5 lessons we learned about data science in 2013

Most people know what marketing executives do every day. They try to catch people's attention through email, ads, tweets, and press releases. As for data scientists, well, their work is not nearly as well understood.

That's been slowly changing this year as companies slowly loosen up about letting their hard-won data scientists talk about their work.

This year, VentureBeat has learned a lot about these fawned-over specimens. But our knowledge isn't always delivered at once. That's why we've brought together some of the lessons we've picked up in 2013:

Data scientists should be creative

This point became clear as Jeremy Howard, the former president of data science competition-holder Kaggle, spoke with fellow luminaries in the field at VentureBeat's 2013 DataBeat/Data Science Summit event a few weeks ago.

While popular algorithms such as Random Forests often have a hand in helping people win Kaggle competitions, "the best applied real-life data scientists ... are extremely creative," Howard said. They pore over the raw data for the competitions they enter and discern patterns. Howard prefers to just jump into the data without any context about it.

Choose a business problem and then the tools, not the other way around

During his talk at the DataBeat/Data Science Summit, MailChimp data scientist John Foreman poked fun at companies that hear about big data in headlines and then throw money at elaborate, expensive technology before they've decided what to do with it.

"This is kind of like when you decide, 'I'm going to get fit,'" Foreman said, when many spend on workout clothes and a gym membership. "You just buy all the tools first because you get this illusion of making progress. 'I've spent some of my budget. Something must be happening.'"

But companies should first see what data they can work with, and then they should identify business problems that can be solved.

"Only then do you actually start work," Foreman said. "You choose data techniques and the technologies that solve the problem you've identified."

The process might seem boring, but it could save time and money by circumventing needless "research."

Low-cost educational resources abound

Universities from Columbia to the University of California, Berkeley have introduced data science programs, and they have their merits. At the same time, the massively open online course (MOOC) sites such as Coursera provide introductions to data science, and at least one more, from Udacity, is on the way (although it won't be free).

Those wishing to learn more can spot additional high-quality information in other corners of the Internet. The recently formed website DataTau aims to bring together many of these resources and provide a place for data scientists to discuss their work. Rohit Sivaprasad, who started DataTau earlier this month, has picked up data science skills online alongside his academic learnings, and he's now ranked in 532nd place on Kaggle out of more than 135,000 users.

Developers can learn to think like data scientists

The wide availability of educational information online has created an environment in which people can pick up technological knowledge about data science. It wouldn't be impossible for some developers to start thinking like data scientists. They could develop the instinct to capture relevant data, apply the right algorithms, deal with the limitations of algorithms and incomplete data sets, and determine the next steps.

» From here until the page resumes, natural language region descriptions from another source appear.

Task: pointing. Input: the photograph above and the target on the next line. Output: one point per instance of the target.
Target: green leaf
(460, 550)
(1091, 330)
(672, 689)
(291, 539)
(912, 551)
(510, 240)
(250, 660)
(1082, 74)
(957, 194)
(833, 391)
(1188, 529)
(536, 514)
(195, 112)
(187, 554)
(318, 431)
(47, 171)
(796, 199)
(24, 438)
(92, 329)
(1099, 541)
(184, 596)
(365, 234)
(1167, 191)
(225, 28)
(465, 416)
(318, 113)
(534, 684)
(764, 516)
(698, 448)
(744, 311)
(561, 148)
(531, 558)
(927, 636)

That's what Pivotal data scientist Hulya Farinas had in mind when she said at the DevBeat/Data Science Summit that it's "a very tiny jump" for developers with computer-science training to start working with data science algorithms.

Coverage of her remarks elicited pushback from some data scientists, Farinas said in an interview with VentureBeat. "I think they would rather keep the data-science community a little exclusive club, and no one else is allowed," said Farinas, who leads health care and life sciences on Pivotal's data science team.

In her opinion, it doesn't take a Ph.D. in statistics to be able to ask data-science questions. "Anyone is allowed, but it's not trivial," she said. It might be more realistic for developers to collaborate with data scientists, she said.

But Farinas' larger point is taken: Data science could help developers do their jobs better.

Data scientists should team up with colleagues -- sometimes

At LinkedIn, some data scientists put inside product teams, where they can ensure that specific pieces of social career network get optimum performance to achieve business goals, the company's senior director of data science, Jim Baer, said at the DataBeat/Data Science Summit this month.

At the same time, Baer said, "a central team" of data scientists handles the dirty work of cutting up and cleaning data before sending it to other teams. That leaves the company with a hybrid approach for using data scientists: keeping some separate from the rest of the company and integrating others with other departments.

But not every company follows LinkedIn's lead. Data scientists are more centralized at GE, said Anil Varma, the head of the data science center of excellence at GE Software, while Intuit favors cross-team collaboration, said Vineet Singh, its director of data innovation and advanced technology.

Even when it comes to setting up technology stacks, data scientists ought to have a say, to ensure good access to and easy use of data, Singh said.

Each company needs to figure out how to make the most of its data scientists. Lyft just hired former Netflix data science leader Chris Pouliot to build a data-science team. Just because hybrid works for LinkedIn doesn't mean it will work for Lyft.

What's coming in 2014

Data science covers more than these five points. But people are still learning the basics of big data and data science. Adoption is hardly a given at every company yet. As data science becomes more commonplace, more best practices should emerge. This time next year, we should have five more lessons to share -- if not many more.